Official Report 183KB pdf
Early-years Education and Child Care (PE523)
We resume the public part of our meeting. We have finished taking evidence from Audit Scotland.
There are issues for us to consider, but given our work programme we will not have the opportunity to address them for some time. It is debateable whether the petition would be our priority right now anyway. However, I would like to receive an update from the Executive.
Yes. We want to take as holistic a view as we can.
I would like us to accept the referral and consider further the issues.
The issue is whether we do that now or wait for the response from the Executive before taking a final view. We are not saying that the petition is worthless—quite the opposite, because there is much merit to it—but we should probably defer a decision on what to do until we have heard from the Executive. Is that reasonable?
Will that take long? The petition has been around for a long time.
It has, but I do not think that it will take long to get an Executive response. What is the usual time scale? Is it two or three weeks, or is it longer than that? We would certainly get a response in this early autumn period. Are you happy with that, Fiona?
Yes. I am keen that we do something with the petition, because at one of our previous meetings we identified that we wanted to examine early child care and the period leading to primary school.
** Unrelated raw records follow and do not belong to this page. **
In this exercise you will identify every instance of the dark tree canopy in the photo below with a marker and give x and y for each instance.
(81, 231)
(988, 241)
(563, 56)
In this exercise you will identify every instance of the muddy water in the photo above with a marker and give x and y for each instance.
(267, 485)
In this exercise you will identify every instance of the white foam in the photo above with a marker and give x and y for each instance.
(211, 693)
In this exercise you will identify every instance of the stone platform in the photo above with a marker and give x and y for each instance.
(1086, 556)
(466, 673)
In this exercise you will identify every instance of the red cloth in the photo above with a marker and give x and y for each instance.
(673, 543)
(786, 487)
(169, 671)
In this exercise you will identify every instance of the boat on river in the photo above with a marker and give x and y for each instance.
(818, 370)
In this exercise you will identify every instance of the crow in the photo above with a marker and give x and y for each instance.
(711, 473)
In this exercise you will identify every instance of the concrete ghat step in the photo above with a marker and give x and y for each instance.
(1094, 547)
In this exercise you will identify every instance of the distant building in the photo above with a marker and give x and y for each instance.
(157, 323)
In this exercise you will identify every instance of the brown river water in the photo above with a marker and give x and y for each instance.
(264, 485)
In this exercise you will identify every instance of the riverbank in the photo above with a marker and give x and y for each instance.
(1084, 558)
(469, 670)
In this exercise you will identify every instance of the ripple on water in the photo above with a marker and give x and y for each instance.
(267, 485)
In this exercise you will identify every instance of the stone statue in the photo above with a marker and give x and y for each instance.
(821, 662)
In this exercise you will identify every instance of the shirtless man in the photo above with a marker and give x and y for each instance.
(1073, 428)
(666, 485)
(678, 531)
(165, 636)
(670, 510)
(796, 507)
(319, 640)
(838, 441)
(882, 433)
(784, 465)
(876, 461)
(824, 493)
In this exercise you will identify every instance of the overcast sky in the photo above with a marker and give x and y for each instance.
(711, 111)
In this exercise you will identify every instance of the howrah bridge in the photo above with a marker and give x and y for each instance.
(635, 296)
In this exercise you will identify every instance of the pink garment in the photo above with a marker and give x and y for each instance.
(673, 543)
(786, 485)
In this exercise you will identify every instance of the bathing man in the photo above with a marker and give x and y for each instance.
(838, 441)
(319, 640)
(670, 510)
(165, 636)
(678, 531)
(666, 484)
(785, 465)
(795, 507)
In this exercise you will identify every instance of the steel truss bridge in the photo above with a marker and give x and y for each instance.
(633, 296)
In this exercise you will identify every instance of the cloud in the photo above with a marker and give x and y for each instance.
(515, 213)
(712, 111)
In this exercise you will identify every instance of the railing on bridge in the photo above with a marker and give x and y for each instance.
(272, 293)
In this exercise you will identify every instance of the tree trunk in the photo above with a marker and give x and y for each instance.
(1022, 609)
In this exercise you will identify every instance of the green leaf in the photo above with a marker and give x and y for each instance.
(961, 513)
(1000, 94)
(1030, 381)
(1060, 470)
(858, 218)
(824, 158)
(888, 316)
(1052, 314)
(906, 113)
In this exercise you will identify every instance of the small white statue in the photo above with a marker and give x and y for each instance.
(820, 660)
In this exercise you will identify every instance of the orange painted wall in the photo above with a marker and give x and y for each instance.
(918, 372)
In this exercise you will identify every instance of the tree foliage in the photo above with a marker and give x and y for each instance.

We may be able to use the petition as a way of investigating that area. Bearing in mind our work load, we may wish a reporter to monitor the situation. However, in the first instance we must hear from the Executive. I take the same view as Rosemary Byrne; I would like us to do something with the petition because that would inform future work, in particular if we want to examine the three to 18 curriculum, for example.
That is crucial. Members may recall that Ian Jenkins produced a report for the Education, Culture and Sport committee, with a view to investigating the matter. There is general sympathy for the committee to do that, but it is a question of fitting it into a suitable slot in our work programme so that we can do it properly and at a time that is most effective. With the addition of Ken Macintosh's suggestion that we write to the DTI, do members agree to ask the Executive for information? Do we have to accept the petition formally? What do we do with the petition in formal terms?
I suggest that at this stage you are agreeing to accept the referral and agreeing on the action that the committee will take. In the light of any response from the Executive, the committee would then decide whether to consider the petition further or to refer it back to the Public Petitions Committee.
Would that be acceptable to members?